- Sono 35 i punti vendita del Gruppo Dps (la società fallita che apparteneva al gruppo Gre, proprietaria a sua volta di oltre 200 punti vendita Trony) per cui il portale Industrial discount, facente parte del network It Auction, ha aperto la raccolta di offerte irrevocabili di acquisto cauzionate.
È possibile l’acquisto in blocco o singolo, con ogni singolo punto vendita considerato ramo d’azienda comprendente il contratto di locazione, la licenza commerciale e i dipendenti, 458 in tutto. Tempo limite per la presentazione delle offerte è il 31 maggio. Dopo la raccolta delle offerte si aprirà l’asta competitiva, della durata di cinque giorni, cui potrà partecipare soltanto chi avrà formulato un’offerta valida nella prima fase.
Si tratta, nel dettaglio di una raccolta di offerte vincolanti cauzionate per l’acquisto dei punti vendita (intesi come singoli rami di azienda fallita) di elettrodomestici, elettronica di consumo, prodotti annessi e complementari anche relativi alla distribuzione di musica e film. Le rimanenze presenti all'interno dei negozi, in particolare elettrodomestici, saranno poste in vendita con aste separate su publicdiscount.it, secondo portale del network.
Il fallimento di Dps Group srl è stato dichiarato dal Tribunale di Milano lo scorso 15 marzo. I punti vendita Trony ex Dps sono dislocati per la Bat, a Trani (8 dipendenti, dopo l'assunzione di uno di loro presso altra struttura) ed Andria (2 a tempo indeterminato ed altri con contratto a termine). Numerosi gli altri negozi Trony di Puglia: tre sedi a Bari; Gallipoli; Francavilla Fontana; Taranto; Presicce; Martina Franca; Lequile; Casarano. Dps Group Srl aveva negozi anche in Piemonte, Liguria, Lombardia, Veneto e Basilicata.
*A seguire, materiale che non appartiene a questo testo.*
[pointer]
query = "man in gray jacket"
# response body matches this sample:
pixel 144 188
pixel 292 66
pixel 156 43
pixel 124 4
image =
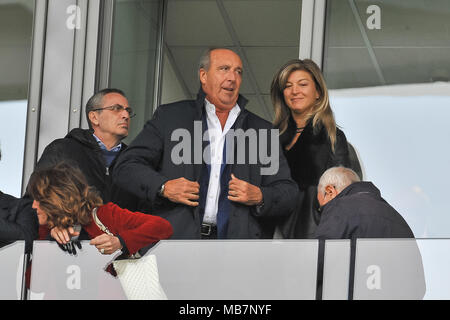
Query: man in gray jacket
pixel 192 164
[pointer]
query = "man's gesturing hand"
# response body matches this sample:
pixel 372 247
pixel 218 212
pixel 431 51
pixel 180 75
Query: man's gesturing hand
pixel 244 192
pixel 183 191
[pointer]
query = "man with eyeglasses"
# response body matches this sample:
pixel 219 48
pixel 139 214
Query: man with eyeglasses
pixel 95 150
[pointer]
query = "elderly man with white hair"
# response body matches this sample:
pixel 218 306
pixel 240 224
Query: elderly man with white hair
pixel 352 209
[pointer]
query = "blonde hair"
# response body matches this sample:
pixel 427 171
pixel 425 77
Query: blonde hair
pixel 64 195
pixel 320 112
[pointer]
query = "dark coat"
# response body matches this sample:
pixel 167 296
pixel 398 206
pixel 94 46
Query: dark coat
pixel 359 211
pixel 147 164
pixel 18 221
pixel 308 159
pixel 80 149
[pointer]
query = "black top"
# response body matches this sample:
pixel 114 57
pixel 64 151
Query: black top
pixel 359 211
pixel 18 221
pixel 308 159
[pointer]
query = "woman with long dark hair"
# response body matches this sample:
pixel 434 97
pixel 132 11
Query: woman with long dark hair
pixel 63 199
pixel 309 137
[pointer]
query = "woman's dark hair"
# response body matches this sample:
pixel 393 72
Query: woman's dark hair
pixel 63 195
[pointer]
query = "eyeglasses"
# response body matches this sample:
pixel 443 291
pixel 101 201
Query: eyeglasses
pixel 117 108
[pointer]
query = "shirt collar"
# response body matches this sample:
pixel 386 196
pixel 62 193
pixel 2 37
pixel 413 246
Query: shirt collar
pixel 211 109
pixel 103 147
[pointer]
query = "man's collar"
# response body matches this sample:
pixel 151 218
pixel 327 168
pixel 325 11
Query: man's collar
pixel 201 95
pixel 103 146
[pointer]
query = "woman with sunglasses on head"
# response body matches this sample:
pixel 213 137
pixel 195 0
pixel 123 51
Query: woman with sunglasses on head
pixel 64 200
pixel 309 137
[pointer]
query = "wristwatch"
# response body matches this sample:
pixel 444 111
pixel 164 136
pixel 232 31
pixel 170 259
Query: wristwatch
pixel 161 191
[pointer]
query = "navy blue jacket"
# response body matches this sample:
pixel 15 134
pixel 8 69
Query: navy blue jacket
pixel 146 164
pixel 18 221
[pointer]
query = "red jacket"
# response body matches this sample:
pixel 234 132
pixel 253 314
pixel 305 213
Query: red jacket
pixel 137 229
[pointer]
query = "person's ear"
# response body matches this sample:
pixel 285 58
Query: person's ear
pixel 93 118
pixel 331 191
pixel 202 73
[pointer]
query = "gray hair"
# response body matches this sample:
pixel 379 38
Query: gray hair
pixel 339 177
pixel 96 100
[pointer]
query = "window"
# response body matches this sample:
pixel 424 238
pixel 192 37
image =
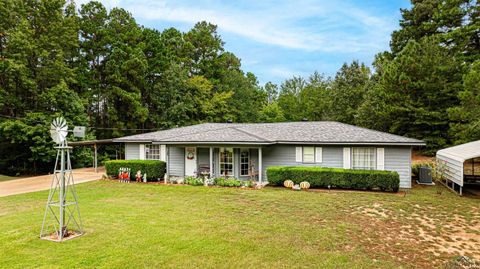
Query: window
pixel 226 161
pixel 363 158
pixel 152 152
pixel 244 162
pixel 308 154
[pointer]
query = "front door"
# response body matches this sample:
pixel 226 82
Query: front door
pixel 190 161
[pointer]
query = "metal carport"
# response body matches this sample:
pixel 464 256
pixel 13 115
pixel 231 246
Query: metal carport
pixel 458 164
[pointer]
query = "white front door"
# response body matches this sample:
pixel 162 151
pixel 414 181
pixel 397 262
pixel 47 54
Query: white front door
pixel 190 161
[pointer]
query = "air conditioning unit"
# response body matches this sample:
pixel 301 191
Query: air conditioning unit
pixel 425 175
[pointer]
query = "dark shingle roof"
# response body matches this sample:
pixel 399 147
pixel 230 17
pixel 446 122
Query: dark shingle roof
pixel 316 132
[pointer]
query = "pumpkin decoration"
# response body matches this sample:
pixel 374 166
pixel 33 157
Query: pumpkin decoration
pixel 304 185
pixel 288 183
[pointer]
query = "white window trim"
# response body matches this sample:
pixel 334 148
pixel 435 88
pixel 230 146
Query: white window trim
pixel 380 158
pixel 220 162
pixel 248 162
pixel 318 154
pixel 148 148
pixel 303 155
pixel 298 154
pixel 374 157
pixel 347 158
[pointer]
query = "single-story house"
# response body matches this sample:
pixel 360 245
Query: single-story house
pixel 246 150
pixel 460 164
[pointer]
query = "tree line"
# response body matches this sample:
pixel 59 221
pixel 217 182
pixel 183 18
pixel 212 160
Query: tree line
pixel 100 68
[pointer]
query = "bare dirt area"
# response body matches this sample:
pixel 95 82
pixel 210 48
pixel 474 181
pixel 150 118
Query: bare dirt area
pixel 429 234
pixel 38 183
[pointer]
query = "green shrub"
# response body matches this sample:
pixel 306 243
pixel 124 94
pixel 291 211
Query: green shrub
pixel 155 169
pixel 232 182
pixel 194 181
pixel 320 177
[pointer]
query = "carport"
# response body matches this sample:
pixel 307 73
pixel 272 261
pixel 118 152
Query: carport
pixel 460 165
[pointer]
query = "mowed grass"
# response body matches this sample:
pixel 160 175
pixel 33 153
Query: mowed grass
pixel 156 226
pixel 5 178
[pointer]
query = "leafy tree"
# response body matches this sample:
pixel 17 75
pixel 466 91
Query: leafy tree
pixel 348 90
pixel 465 125
pixel 413 94
pixel 454 23
pixel 271 113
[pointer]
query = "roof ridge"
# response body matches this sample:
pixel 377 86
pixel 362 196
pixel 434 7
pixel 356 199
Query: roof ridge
pixel 250 134
pixel 376 131
pixel 216 129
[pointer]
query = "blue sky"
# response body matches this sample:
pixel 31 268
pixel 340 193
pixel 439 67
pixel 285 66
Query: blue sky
pixel 279 39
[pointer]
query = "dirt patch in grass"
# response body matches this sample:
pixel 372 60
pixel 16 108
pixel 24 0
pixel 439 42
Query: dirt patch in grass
pixel 423 235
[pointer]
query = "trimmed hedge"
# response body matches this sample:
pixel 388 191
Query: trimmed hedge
pixel 320 177
pixel 154 169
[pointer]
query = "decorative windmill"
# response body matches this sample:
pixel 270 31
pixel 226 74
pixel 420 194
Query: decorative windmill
pixel 62 215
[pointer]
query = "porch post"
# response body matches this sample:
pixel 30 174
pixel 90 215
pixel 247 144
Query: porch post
pixel 260 166
pixel 211 162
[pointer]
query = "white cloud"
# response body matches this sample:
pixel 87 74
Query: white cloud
pixel 305 25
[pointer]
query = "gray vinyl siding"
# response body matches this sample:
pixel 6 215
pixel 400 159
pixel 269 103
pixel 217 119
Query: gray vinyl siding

Come detto, i 35 negozi della Dps saranno venduti all'asta insieme con la forza lavoro, ma le garanzie per i dipendenti non possono certamente fermarsi qui. Ed allora, lo scorso 4 maggio, si è svolto a Milano un incontro tra sindacati e curatore fallimentare della Dps per la procedura di mobilita, aperta lo scorso 13 aprile, per la totalità dei 458 dipendenti: l'iter si è concluso con il criterio della non opposizione al licenziamento fino al prossimo 3 settembre. Dal giorno successivo, i lavoratori che saranno ancora in forza alla Dps saranno licenziati dal curatore.
Dal confronto è emerso che ci potrebbero essere più offerte per i punti vendita,ma che potranno essere note, appunto, solo da metà giugno. Successivamente verranno aperte le eventuali procedure i sensi di legge ed è presumibile che gli esami congiunti previsti si svolgeranno nelle settimane successive.
Ferme restando le condizioni individuali e le scelte dei singoli lavoratori, si è ritenuto opportuno non cessare il rapporto di lavoro prima di metà giugno, per verificare l'opportunità di una nuova collocazione. I lavoratori che, invece sceglieranno di non opporsi al licenziamento, dovranno inviare una Pec all'indirizzo inserito nell'accordo compilando il relativo modulo.